P+R & MMR: A One-Stop Shop

Grace Tatigian

When I called Marc-Antoine Desjardins, President of P+R Desjardins and Menuiseries Mont-Royal (MMR), I expected to chat about their AWMAC Quebec awards finalist project in the Corporate/Professional category: 1250 René-Lévesque West. What I got was much, much more. Without prompting, he got started by telling me what makes MMR different from other millwork companies.

“My uncles started P+R Desjardins as a general contractor in 1960 doing high-end interiors,” explained Desjardins. “And then in 1974, they founded MMR because they realized they needed an internal millwork manufacturer to be more distinctive.”

MMR is now a third-generation family business with a close-knit group of over 50 employees, many of whom have been with the company for over 20 years; some are even second-generation employees. On average, their cabinet-makers have approximately 15 years of experience. As Desjardins showed me around the 38,000 square foot manufacturing centre on the first floor of their building, he was able to greet everyone by name, smiling and joking around.

“We have flags hanging from the ceiling to represent all of the different countries that our employees come from,” he pointed out — a considerate and thoughtful touch for an industrial setting. The space is clean and incredibly organized; it’s clear that the entire operation is a well-oiled machine.

We started in the veneering department, a room filled with stock that Desjardins described as smelling like an old-fashioned cigar room. We then moved on to the solid wood department, where they make all their components in-house. In the machining department, he was quick to point out their Homag 5-axis CNC centre.

“All of our machines are custom,” he told me. “For what we’re doing, we can’t just buy something off the shelf. These are designed to do exactly what we need them to do, and we need them to do everything.”

This reminded me of an earlier part of our conversation when discussing the AWMAC finalist project. 

“There are two really special things about this job,” he emphasized. “First is the ceiling.”

Inspired by the St-Lawrence River, which is part of the spectacular view from the office in downtown Montreal, the ceiling is made up of 2418 custom-made slats which dip down, projecting a wave-like motion.

“It was a big challenge because it needed to acoustically absorbent, cost-effective, fire-rated, and beautiful,” Desjardins explained. It would have been impossible to do if they didn’t have in-house millwork manufacturing services.

The second aspect that Desjardins pointed out was the reception desk. Designed to be a piece of art, the reception gives off the vibe of a water-worn stone in the river, complementing the ceiling beautifully.

“One nice thing about being the contractor and the millworker is that if we have suggestions or ideas of how to adapt something or change something, we can just speak up about it and be heard,” said Desjardins. With an educational background in architecture, he has a deep understanding of how all the puzzle pieces fit together on a job like this.

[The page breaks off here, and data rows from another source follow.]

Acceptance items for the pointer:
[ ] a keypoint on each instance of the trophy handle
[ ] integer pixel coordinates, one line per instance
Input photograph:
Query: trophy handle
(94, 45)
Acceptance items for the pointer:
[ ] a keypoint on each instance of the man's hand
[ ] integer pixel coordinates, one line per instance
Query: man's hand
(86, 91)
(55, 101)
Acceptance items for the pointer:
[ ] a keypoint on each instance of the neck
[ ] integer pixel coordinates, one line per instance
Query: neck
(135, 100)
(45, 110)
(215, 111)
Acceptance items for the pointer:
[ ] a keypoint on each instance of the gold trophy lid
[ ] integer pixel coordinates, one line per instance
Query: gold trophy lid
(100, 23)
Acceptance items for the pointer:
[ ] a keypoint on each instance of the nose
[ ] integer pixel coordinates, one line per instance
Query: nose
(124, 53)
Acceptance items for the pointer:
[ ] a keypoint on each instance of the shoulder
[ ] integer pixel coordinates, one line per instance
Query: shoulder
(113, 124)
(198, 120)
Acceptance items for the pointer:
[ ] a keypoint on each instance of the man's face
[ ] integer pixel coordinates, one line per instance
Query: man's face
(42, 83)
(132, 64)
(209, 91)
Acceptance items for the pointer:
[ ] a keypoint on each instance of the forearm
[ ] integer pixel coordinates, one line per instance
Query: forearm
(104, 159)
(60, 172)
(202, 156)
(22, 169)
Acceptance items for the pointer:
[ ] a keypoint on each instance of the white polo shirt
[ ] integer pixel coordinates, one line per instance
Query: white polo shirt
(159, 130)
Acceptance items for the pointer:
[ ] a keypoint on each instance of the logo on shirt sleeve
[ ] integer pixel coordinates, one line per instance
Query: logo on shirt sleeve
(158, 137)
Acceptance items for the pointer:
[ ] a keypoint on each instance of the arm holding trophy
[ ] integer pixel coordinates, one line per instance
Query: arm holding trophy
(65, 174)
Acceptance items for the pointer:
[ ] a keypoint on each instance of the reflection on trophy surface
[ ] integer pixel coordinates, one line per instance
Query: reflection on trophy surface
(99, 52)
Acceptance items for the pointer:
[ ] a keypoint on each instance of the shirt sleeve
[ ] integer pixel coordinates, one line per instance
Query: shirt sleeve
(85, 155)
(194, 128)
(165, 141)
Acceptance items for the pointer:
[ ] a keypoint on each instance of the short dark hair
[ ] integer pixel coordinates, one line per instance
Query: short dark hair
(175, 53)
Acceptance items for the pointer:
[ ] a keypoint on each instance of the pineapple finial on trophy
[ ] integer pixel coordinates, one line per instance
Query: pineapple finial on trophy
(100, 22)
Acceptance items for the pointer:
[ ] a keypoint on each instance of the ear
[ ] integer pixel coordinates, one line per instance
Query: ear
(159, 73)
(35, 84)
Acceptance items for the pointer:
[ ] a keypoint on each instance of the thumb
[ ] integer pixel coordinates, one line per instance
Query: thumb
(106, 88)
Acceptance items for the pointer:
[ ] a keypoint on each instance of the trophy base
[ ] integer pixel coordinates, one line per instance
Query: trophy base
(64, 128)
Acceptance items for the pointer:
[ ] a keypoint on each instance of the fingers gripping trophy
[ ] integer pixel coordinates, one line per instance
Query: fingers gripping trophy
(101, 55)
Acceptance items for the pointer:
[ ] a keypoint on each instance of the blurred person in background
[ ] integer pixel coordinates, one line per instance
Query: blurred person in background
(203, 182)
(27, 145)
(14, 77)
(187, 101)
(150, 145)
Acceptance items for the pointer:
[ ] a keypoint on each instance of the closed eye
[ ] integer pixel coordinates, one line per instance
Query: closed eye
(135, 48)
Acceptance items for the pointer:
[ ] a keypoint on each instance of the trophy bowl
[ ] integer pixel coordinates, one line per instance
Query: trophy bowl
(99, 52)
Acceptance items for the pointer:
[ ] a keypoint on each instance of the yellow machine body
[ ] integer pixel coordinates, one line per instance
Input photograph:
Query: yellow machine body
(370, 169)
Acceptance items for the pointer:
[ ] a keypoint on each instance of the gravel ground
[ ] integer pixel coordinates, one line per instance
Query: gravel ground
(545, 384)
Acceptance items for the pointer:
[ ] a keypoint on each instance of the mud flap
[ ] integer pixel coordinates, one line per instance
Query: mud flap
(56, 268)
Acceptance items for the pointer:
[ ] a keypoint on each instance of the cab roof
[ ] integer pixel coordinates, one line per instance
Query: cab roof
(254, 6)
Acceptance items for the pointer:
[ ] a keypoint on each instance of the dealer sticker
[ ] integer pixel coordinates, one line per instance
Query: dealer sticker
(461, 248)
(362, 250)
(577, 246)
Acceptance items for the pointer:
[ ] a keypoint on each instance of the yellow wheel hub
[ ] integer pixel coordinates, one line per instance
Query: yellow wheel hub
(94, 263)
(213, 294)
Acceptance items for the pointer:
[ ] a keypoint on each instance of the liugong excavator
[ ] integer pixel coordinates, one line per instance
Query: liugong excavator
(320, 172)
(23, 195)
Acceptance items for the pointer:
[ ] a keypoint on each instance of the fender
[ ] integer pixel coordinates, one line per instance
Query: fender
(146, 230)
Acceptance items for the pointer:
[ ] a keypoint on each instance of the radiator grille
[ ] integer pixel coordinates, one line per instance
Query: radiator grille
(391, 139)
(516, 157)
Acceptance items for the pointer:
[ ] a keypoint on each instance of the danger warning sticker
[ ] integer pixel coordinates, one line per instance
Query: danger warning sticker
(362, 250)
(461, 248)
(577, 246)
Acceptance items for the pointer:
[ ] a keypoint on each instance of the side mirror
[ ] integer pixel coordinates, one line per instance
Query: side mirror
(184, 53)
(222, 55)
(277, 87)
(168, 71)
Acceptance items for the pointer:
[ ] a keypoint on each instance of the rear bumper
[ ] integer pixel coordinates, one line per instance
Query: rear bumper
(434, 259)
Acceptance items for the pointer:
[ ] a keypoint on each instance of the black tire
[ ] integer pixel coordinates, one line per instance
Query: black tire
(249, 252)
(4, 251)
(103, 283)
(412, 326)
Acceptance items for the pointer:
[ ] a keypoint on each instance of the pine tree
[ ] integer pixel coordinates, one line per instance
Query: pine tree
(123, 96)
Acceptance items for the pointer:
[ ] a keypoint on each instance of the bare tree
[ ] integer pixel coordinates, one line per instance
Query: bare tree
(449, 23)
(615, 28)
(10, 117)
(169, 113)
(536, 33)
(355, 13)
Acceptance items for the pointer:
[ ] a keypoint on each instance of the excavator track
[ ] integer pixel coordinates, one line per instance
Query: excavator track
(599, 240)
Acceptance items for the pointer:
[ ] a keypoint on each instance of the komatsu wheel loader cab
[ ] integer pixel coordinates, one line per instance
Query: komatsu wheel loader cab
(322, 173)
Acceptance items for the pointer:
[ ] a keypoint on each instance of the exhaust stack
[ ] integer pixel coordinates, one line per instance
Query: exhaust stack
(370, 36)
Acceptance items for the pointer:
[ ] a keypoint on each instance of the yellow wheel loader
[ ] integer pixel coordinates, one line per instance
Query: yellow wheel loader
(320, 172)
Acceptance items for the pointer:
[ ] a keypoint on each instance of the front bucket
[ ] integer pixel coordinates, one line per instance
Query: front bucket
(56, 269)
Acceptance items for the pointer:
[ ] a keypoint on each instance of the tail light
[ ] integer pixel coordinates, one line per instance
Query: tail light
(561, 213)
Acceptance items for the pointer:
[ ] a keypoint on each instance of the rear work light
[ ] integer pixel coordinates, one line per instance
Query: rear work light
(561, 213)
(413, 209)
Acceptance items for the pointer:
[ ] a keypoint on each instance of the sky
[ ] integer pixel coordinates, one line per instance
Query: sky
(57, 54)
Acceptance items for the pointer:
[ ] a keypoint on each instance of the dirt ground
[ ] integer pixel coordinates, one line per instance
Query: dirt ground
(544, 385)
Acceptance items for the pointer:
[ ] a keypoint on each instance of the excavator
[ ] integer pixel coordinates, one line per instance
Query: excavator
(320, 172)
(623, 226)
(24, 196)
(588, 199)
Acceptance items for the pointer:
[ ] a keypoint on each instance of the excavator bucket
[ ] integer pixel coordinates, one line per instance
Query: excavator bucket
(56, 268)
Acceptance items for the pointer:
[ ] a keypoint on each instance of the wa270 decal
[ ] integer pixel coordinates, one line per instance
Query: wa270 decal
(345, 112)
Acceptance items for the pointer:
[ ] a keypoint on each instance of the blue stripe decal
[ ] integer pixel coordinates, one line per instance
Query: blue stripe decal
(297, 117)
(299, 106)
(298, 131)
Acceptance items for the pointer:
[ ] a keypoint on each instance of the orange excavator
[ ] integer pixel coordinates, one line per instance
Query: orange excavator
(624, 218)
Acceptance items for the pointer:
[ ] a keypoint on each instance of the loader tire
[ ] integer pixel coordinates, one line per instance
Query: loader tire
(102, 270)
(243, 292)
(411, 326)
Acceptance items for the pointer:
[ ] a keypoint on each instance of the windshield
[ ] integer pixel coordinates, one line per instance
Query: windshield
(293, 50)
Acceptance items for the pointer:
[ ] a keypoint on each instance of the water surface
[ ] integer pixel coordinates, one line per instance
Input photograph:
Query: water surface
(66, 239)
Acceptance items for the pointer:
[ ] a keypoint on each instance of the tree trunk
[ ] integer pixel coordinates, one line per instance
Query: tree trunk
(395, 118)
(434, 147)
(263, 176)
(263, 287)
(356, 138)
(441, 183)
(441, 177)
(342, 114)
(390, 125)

We checked in on some in-progress projects on the manufacturing facility tour, notably an open-concept closet for a residence in Old Quebec, which measures an astonishing 9’ X 12’. I was only half-joking when I told Desjardins that it was the size of my living room. He also showed me some custom rounded cabinets which were unlike anything I’d ever seen before. We moved onto the painting and staining room, where pieces and panels receive their treatments before assembly: colour samples hang on the wall to ensure matching and consistency. Finally, we arrived at assembly, packaging, and shipping.

“We have our own small trucks, so we can do our own local deliveries,” says Desjardins. “That way, a project is never waiting too long for materials. We can send a truck to a site two to three times a day if needed.”

They don’t need to book a shipment with an exterior company and wait for their shipment to arrive. This saves them time and helps keep MMR on track.

“Take doorframes for an example,” says Desjardins. “Those have to go in very early on, and if you’re waiting for them to arrive, you’re off schedule right away. Whenever we talk to external designers, and the topic of millwork comes up, they always say, ‘and you can do that? On time? And it’s sustainable? Why doesn’t everyone do this?’”

The conversation often came back to the benefits of being a general contractor who offers millwork services. It’s a game-changer in so many ways. Not just to get the job done, but also in terms of just straight up getting the job.

“When it comes to winning a bid, it’s rarely about pricing with us,” explains Desjardins. “Because so few other companies do what we do, it makes sense to go with us. That’s why we get so many interesting projects.”

Desjardins refers to Montreal as the “Francophone Silicon Valley” because so many tech companies have their Canadian headquarters in Montreal. P+R Desjardins and MMR have worked with many of them.

“We work with big tech companies who want big open-concept workspaces with millwork detail,” says Desjardins. “It used to be banks who wanted the architectural millwork, but now each chain has a standard look. These companies just do what they want; they don’t need to follow a specific standard.”

Desjardins says that the design conversation often goes like this: “we want millwork, exclamation mark!” And so MMR delivers – everything from hanging, geometric walls made from knotty white oak to statement staircases and boardrooms.

These tech companies are also used to working with designers and contractors worldwide for their different national offices, so they know quality when they see it. And MMR’s quality is hard to miss.